Tuesday, August 11, 2009

Document oriented data stores

A document oriented database or data store does not use tables for storing data. It stores each record as a document with certain characteristics. So a multiple documents in this type of store can have different characteristics - which means different number of fields per record and different fields per row. The benefit would be that if you are using a document oriented database for storing a large number of records in a huge database, any change in the number or type of row does not need an alter on the table. All you need to do is insert new documents with new structure and it is automatically inserted to the current datastore.

I went ahead and tried comparing some document-oriented data stores - TokyoTyrant, MongoDb and CouchDb and i compared them to Mysql-5.4 as well to get an idea about the performance advantage.

I created 3 scripts in all - 2 for insert and 1 for select.

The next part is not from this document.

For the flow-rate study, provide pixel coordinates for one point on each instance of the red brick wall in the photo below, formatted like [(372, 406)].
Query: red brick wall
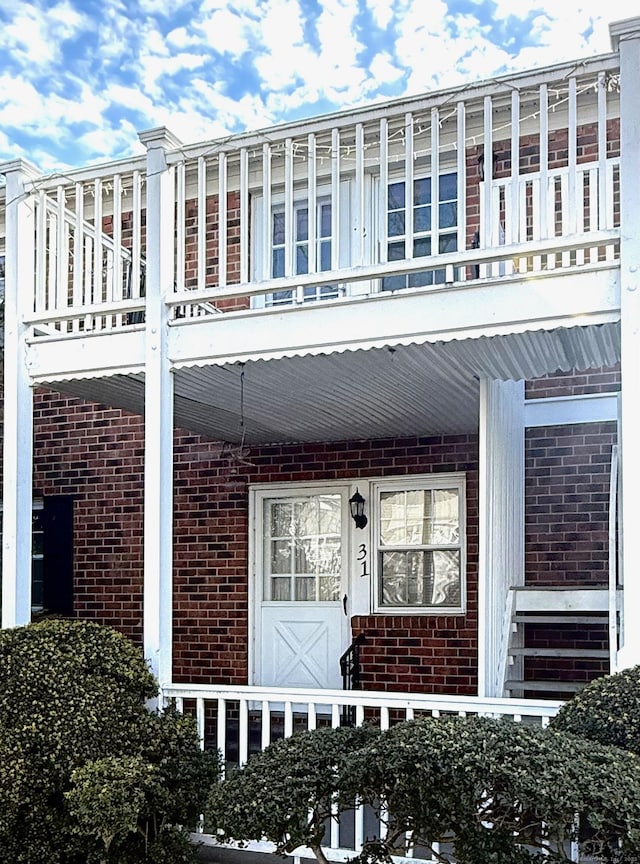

And created a 50,00,000 record table with a very normal record structure

field1 -> string, indexed
field2 -> string, indexed
date -> date, not indexed
n -> integer, indexed

The size of the original mysql table was 214 MB data & 205 MB index - total 419 MB for 50,00,000 records. The 3 scripts could be described as follows

  • insert script 1 : went from 1 to 25,00,000 pulling 1000 records in a single query from the source database and inserting the records one by one to the target data store.

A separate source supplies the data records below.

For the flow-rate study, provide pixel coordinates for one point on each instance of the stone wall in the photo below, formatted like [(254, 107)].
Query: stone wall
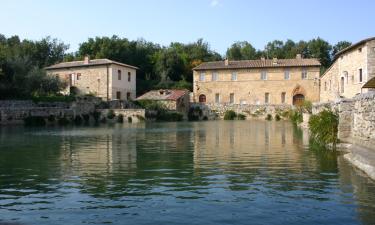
[(249, 110), (356, 118)]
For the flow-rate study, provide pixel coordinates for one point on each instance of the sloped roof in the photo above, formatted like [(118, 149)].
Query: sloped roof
[(261, 63), (353, 46), (92, 62), (163, 94)]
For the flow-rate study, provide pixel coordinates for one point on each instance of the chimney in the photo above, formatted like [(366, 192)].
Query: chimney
[(226, 61), (86, 60)]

  • insert script 2 : went from 50,00,000 to 24,99,999 pulling 1000 records in a single query from source database and inserting the records one by one to the target data store.

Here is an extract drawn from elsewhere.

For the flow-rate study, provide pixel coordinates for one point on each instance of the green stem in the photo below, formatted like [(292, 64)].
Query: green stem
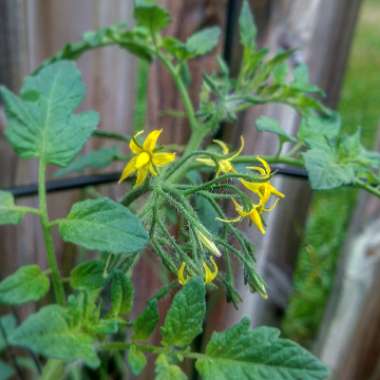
[(370, 189), (270, 159), (112, 135), (187, 103), (59, 291)]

  • select script : picks records from the source database and makes 2 queries for both field1 & field2 and fires both the queries on the target data store.

Test Machine configuration:

CPU : Intel Xeon 1.6 GHz - Quad Core [4 MB L2 cache] 64 Bit
Memory : 8 GB RAM
OS : Centos 5.2 - Kernel 2.6.18 64 bit


Used mysql version 5.4
Load during execution : 3.5
Time taken by Insert script 1 : 19682.673708916 sec for 2501000 records
Time taken by Insert script 2 : 19608.902073145 sec for 2499000 records
Time taken by Select script : 20465.380266905 sec for 8099782 records
Table engine : MyISAM
Total database size in mysql 5.4 : 215+233 = 248 MB

Ofcourse i used MyISAM which resulted in table locks, and i had indexes on three fields which resulted in increased locking times on these tables during inserts & selects.

MongoDB - www.mongodb.org

Used version for testing : 0.9.1
The current version available is 0.9.7 which has a lot of bug fixes and performance improvement features.MongoDB is written in C++ and stores data in BSON format which is Binary Serialization of JSON documents. It has a console (similar to mysql) which can be used to fire queries - so unlike bdb, you dont have to go and write programs to fire queries. MongoDB has full indexing support for different columns. You can also do query profiling (like explain in mysql) to check the execution path of the query and then make optimizations if possible. It provides replication support. It can be used to store large binary data like videos very efficiently.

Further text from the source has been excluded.